Over the past year, Agent's competition has been described as model competition. Who is better in reasoning, who is better in code, who is longer in context and who is lower in cost. OpenAI, Anthropic, Google are all working on Agent capabilities in their own products, and closed platforms give more definitive answers: unified accounts, unified privileges, unified tools, unified memories, which businesses like。

There is certainly value in certainty。

But certainty also means that you accept the boundaries that others have drawn for you. You've got stability, you've got a set of character, memories and ways of acting。

We're in Shanghai asking Vincent, OpenClaw should never have become anything. He said it was an open source project, which people would use to do things ranging from children's toys to running businesses, and it was hard to say "this shouldn't be done". The beauty of open-source technology is that communities work together to move it in one direction。

This is not hiding, it is the honesty that is rare today。

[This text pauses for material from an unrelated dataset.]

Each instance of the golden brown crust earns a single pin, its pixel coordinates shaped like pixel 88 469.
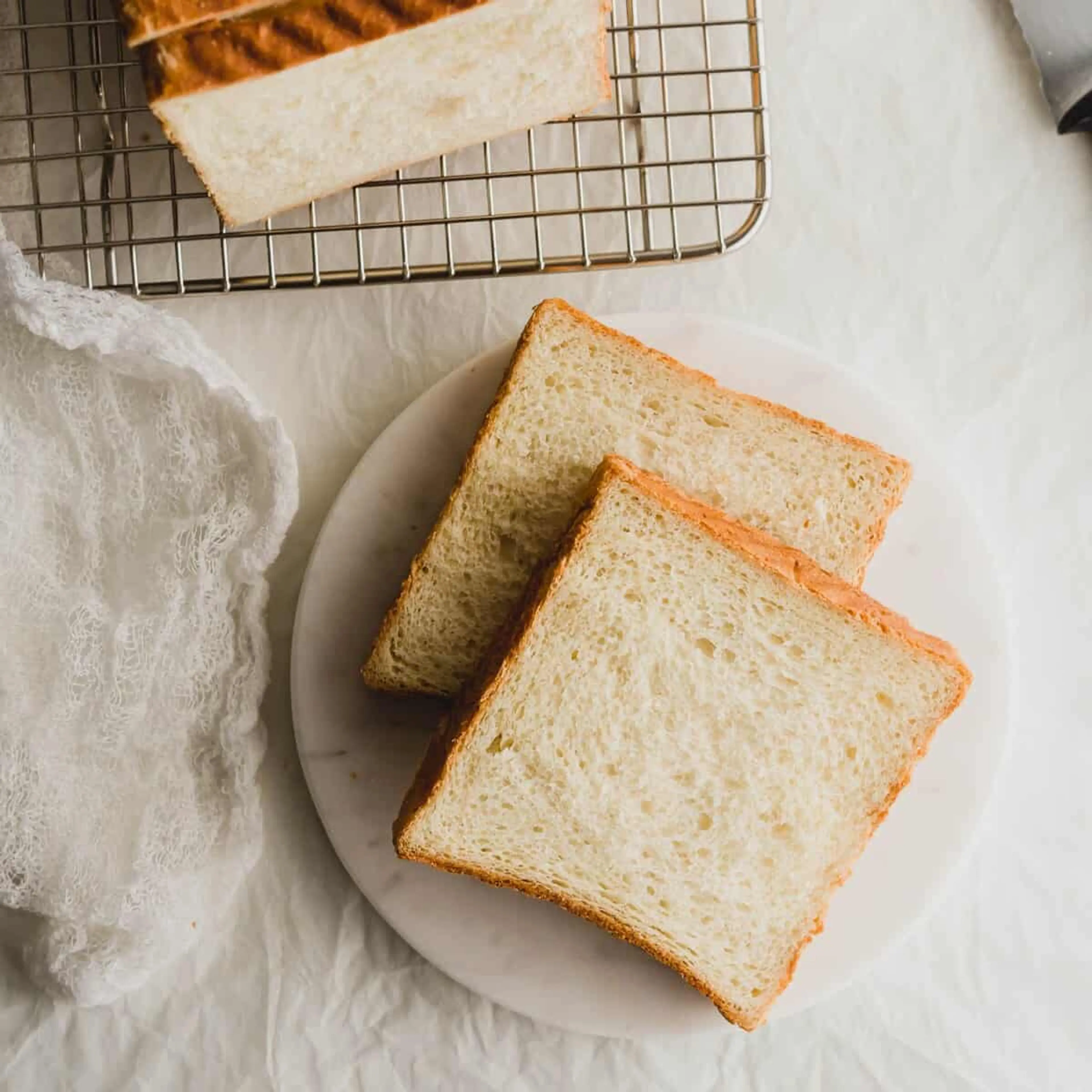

OpenClaw’s answer is not “discovered”, but more like “not known”。

It is not clear how the personality of the individual Agent should be designed, when the autowriting experience will be useful, when it will be harmful, where the community will push the project to where it never comes from, or what line should be drawn between the personal assistant and the enterprise system。

But in the face of something that moves on behalf of others, it is suspicious to say that you know the answer。

Technology industries tend to see uncertainty as a weakness. But in Agent's case, uncertainty might be the last thing to wake up. Because it's not just another office software button, it's not just a chat robot upgrade. Once it runs, it becomes involved in human memory, relationships, judgement and the right to action。

Who does he listen to? Now that nobody really says it, it might be good。

Before we hand over enforcement authority, admit that we have not yet understood that, at least, it is much more honest than pretending that everything has been arranged by the product road map。

Agent, the most dangerous future, may not be the one who disobeyed。